Fast Convex Optimization for Two-Layer ReLU Networks: Equivalent Model Classes and Cone Decompositions
Aaron Mishkin, Arda Sahiner, Mert Pilanci
TL;DR
The work tackles the non-convex difficulty of training two-layer ReLU networks by introducing convex reformulations that recast the objective as a convex GLM with a group-$\ell_1$ penalty under polyhedral cone constraints. It builds two training routes: C-ReLU with sub-sampled activation patterns and C-GReLU, an unconstrained gated-ReLU formulation, showing exact equivalence in the zero-regularization regime and data-dependent approximation guarantees for nonzero regularization. Efficient solvers are developed: a proximal-gradient method named R-FISTA for the unconstrained form and an augmented Lagrangian scheme for the constrained reformulation, both designed to scale with first-order operations and GPU acceleration. Empirical results demonstrate faster convergence and competitive generalization on large-scale benchmarks, with an open-source implementation (scnn) to enable practical adoption of convex training for two-layer ReLU networks.
Abstract
We develop fast algorithms and robust software for convex optimization of two-layer neural networks with ReLU activation functions. Our work leverages a convex reformulation of the standard weight-decay penalized training problem as a set of group-$\ell_1$-regularized data-local models, where locality is enforced by polyhedral cone constraints. In the special case of zero-regularization, we show that this problem is exactly equivalent to unconstrained optimization of a convex "gated ReLU" network with non-singular gates.
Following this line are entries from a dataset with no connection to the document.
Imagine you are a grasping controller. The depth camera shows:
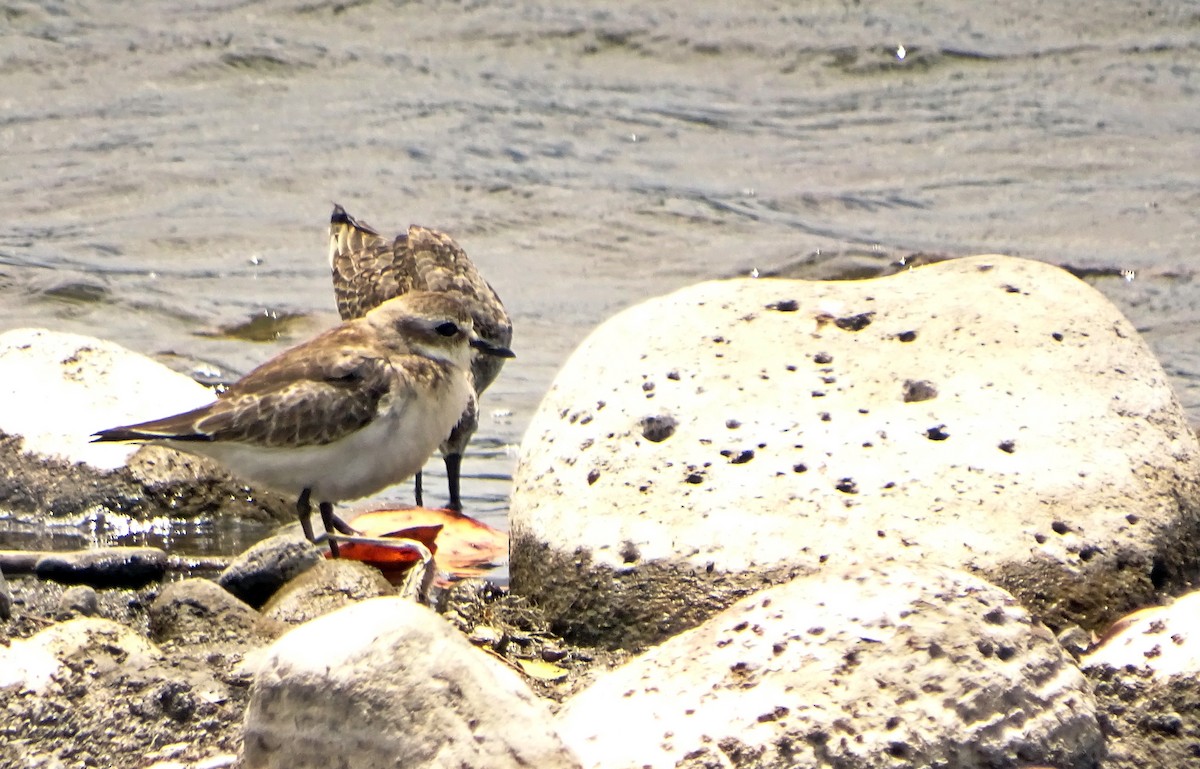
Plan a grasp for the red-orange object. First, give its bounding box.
[341,507,509,578]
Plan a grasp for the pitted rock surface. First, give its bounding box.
[0,329,295,521]
[244,597,578,769]
[262,559,396,625]
[510,256,1200,648]
[557,565,1104,769]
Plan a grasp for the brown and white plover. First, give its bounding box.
[92,292,512,555]
[329,204,512,510]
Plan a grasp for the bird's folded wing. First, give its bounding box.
[193,352,395,446]
[95,349,398,447]
[329,206,413,320]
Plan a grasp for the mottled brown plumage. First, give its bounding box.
[329,205,512,509]
[94,292,512,549]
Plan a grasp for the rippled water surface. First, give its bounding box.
[0,0,1200,549]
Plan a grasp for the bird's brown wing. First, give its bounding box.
[329,205,414,320]
[405,224,512,347]
[96,328,395,447]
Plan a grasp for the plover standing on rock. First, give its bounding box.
[329,204,512,510]
[92,292,512,555]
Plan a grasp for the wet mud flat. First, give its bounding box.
[0,0,1200,542]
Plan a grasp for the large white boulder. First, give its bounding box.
[0,329,215,470]
[510,256,1200,647]
[244,597,578,769]
[558,556,1104,769]
[1081,591,1200,769]
[0,329,294,519]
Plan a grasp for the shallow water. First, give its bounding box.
[0,0,1200,552]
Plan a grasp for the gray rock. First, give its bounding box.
[149,579,286,648]
[34,547,167,588]
[217,528,323,608]
[557,556,1104,769]
[0,609,250,768]
[263,560,396,625]
[0,329,294,521]
[510,257,1200,648]
[59,584,100,617]
[244,597,578,769]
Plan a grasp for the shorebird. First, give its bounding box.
[329,204,512,510]
[92,292,512,557]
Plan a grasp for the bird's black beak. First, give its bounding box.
[470,340,516,358]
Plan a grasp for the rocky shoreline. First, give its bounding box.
[0,257,1200,769]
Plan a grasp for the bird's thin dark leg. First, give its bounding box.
[444,453,462,512]
[318,501,338,558]
[296,488,316,542]
[332,515,359,534]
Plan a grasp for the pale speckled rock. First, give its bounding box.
[262,559,396,625]
[0,617,162,693]
[1081,591,1200,680]
[217,525,322,608]
[59,584,100,617]
[1081,593,1200,769]
[0,329,214,470]
[510,256,1200,647]
[244,597,578,769]
[557,565,1104,769]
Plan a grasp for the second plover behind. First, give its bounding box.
[92,292,512,555]
[329,204,512,510]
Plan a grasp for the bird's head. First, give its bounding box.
[366,292,514,368]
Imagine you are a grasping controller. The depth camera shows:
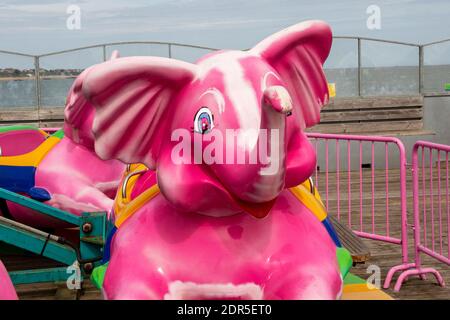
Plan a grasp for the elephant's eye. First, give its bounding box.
[194,107,214,134]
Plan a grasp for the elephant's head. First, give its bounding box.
[64,21,332,217]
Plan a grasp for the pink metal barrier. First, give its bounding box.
[307,133,410,287]
[388,141,450,290]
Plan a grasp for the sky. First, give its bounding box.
[0,0,450,66]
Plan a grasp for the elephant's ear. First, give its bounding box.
[251,21,332,128]
[82,57,196,168]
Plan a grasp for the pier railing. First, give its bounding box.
[0,36,450,114]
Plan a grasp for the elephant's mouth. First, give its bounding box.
[235,198,277,219]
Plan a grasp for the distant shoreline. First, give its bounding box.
[0,75,78,81]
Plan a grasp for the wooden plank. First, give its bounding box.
[0,108,38,122]
[39,108,64,121]
[306,120,423,134]
[320,108,423,123]
[323,96,423,111]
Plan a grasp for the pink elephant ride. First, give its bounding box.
[72,21,351,299]
[0,77,125,228]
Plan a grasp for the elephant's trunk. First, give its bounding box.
[215,86,292,217]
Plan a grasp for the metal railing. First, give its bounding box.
[0,36,450,110]
[307,133,409,287]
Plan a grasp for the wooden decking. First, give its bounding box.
[1,169,450,299]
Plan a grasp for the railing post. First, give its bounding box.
[419,46,424,94]
[34,56,41,114]
[358,38,362,97]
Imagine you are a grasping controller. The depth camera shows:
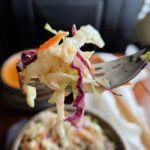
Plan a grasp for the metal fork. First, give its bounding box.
[93,48,150,88]
[29,49,150,92]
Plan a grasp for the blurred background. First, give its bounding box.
[0,0,150,62]
[0,0,150,149]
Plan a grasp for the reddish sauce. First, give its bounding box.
[1,53,20,89]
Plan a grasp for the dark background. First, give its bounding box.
[0,0,143,63]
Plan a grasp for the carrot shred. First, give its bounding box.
[123,82,132,85]
[37,32,68,52]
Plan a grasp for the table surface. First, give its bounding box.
[0,65,150,148]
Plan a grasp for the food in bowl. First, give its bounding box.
[17,25,125,150]
[13,108,124,150]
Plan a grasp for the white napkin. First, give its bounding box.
[86,53,148,150]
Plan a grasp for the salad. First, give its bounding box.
[19,110,115,150]
[17,24,110,148]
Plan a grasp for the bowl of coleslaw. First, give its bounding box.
[12,106,125,150]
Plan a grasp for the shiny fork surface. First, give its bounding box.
[93,49,148,88]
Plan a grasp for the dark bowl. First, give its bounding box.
[12,106,125,150]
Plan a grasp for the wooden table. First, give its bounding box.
[0,65,150,148]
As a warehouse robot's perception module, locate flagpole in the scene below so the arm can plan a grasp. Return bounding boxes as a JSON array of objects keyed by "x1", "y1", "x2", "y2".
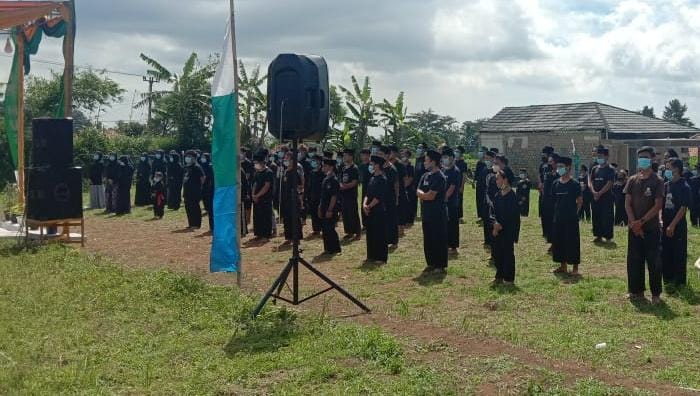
[{"x1": 229, "y1": 0, "x2": 245, "y2": 288}]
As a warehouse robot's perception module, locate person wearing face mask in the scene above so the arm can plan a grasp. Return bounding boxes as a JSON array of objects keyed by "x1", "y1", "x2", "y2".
[
  {"x1": 316, "y1": 159, "x2": 342, "y2": 255},
  {"x1": 151, "y1": 172, "x2": 165, "y2": 220},
  {"x1": 440, "y1": 147, "x2": 462, "y2": 254},
  {"x1": 199, "y1": 153, "x2": 214, "y2": 233},
  {"x1": 362, "y1": 155, "x2": 389, "y2": 264},
  {"x1": 182, "y1": 150, "x2": 206, "y2": 231},
  {"x1": 613, "y1": 169, "x2": 627, "y2": 226},
  {"x1": 552, "y1": 157, "x2": 583, "y2": 276},
  {"x1": 88, "y1": 152, "x2": 105, "y2": 209},
  {"x1": 105, "y1": 153, "x2": 119, "y2": 213},
  {"x1": 511, "y1": 168, "x2": 532, "y2": 217},
  {"x1": 165, "y1": 150, "x2": 185, "y2": 210},
  {"x1": 489, "y1": 168, "x2": 520, "y2": 286},
  {"x1": 134, "y1": 153, "x2": 151, "y2": 206},
  {"x1": 339, "y1": 149, "x2": 362, "y2": 240},
  {"x1": 114, "y1": 155, "x2": 134, "y2": 215},
  {"x1": 380, "y1": 146, "x2": 399, "y2": 249},
  {"x1": 661, "y1": 158, "x2": 691, "y2": 288},
  {"x1": 251, "y1": 153, "x2": 274, "y2": 239},
  {"x1": 624, "y1": 146, "x2": 664, "y2": 304},
  {"x1": 416, "y1": 150, "x2": 448, "y2": 274},
  {"x1": 588, "y1": 147, "x2": 615, "y2": 243}
]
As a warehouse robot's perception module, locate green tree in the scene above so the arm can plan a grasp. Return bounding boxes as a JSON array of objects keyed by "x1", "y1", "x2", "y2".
[
  {"x1": 663, "y1": 99, "x2": 695, "y2": 127},
  {"x1": 136, "y1": 53, "x2": 216, "y2": 149},
  {"x1": 339, "y1": 76, "x2": 377, "y2": 149},
  {"x1": 377, "y1": 92, "x2": 415, "y2": 147},
  {"x1": 638, "y1": 105, "x2": 656, "y2": 118}
]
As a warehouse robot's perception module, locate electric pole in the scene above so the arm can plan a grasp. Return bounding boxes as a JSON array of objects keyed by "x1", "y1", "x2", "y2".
[{"x1": 143, "y1": 76, "x2": 160, "y2": 125}]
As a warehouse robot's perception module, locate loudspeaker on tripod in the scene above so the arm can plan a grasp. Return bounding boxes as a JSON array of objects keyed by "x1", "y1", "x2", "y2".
[{"x1": 267, "y1": 54, "x2": 330, "y2": 141}]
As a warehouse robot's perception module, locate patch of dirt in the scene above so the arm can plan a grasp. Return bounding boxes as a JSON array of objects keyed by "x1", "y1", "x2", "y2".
[{"x1": 85, "y1": 216, "x2": 693, "y2": 395}]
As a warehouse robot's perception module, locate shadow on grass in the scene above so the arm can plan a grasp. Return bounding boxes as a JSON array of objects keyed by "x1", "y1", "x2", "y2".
[
  {"x1": 413, "y1": 271, "x2": 447, "y2": 286},
  {"x1": 630, "y1": 298, "x2": 678, "y2": 320}
]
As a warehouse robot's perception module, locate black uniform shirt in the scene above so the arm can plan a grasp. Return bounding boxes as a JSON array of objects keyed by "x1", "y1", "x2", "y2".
[
  {"x1": 320, "y1": 173, "x2": 340, "y2": 216},
  {"x1": 418, "y1": 171, "x2": 447, "y2": 221},
  {"x1": 662, "y1": 177, "x2": 690, "y2": 229},
  {"x1": 552, "y1": 179, "x2": 581, "y2": 223}
]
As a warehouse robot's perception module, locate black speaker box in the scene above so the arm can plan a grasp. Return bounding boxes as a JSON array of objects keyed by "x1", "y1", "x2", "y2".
[
  {"x1": 267, "y1": 54, "x2": 329, "y2": 141},
  {"x1": 31, "y1": 118, "x2": 73, "y2": 167},
  {"x1": 26, "y1": 167, "x2": 83, "y2": 220}
]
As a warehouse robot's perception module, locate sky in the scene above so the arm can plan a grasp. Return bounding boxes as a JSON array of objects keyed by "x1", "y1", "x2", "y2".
[{"x1": 0, "y1": 0, "x2": 700, "y2": 124}]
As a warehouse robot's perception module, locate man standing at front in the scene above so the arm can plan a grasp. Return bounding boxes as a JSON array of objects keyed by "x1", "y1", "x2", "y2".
[
  {"x1": 416, "y1": 150, "x2": 447, "y2": 273},
  {"x1": 625, "y1": 146, "x2": 664, "y2": 304}
]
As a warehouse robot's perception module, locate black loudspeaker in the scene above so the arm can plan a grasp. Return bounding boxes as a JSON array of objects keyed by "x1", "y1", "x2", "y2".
[
  {"x1": 31, "y1": 118, "x2": 73, "y2": 167},
  {"x1": 267, "y1": 54, "x2": 329, "y2": 141},
  {"x1": 27, "y1": 167, "x2": 83, "y2": 220}
]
For problems with non-zero regularization, we show that convex gated ReLU models obtain data-dependent approximation bounds for the ReLU training problem. To optimize the convex reformulations, we develop an accelerated proximal gradient method and a practical augmented Lagrangian solver. We show that these approaches are faster than standard training heuristics for the non-convex problem, such as SGD, and outperform commercial interior-point solvers. Experimentally, we verify our theoretical results, explore the group-$\ell_1$ regularization path, and scale convex optimization for neural networks to image classification on MNIST and CIFAR-10.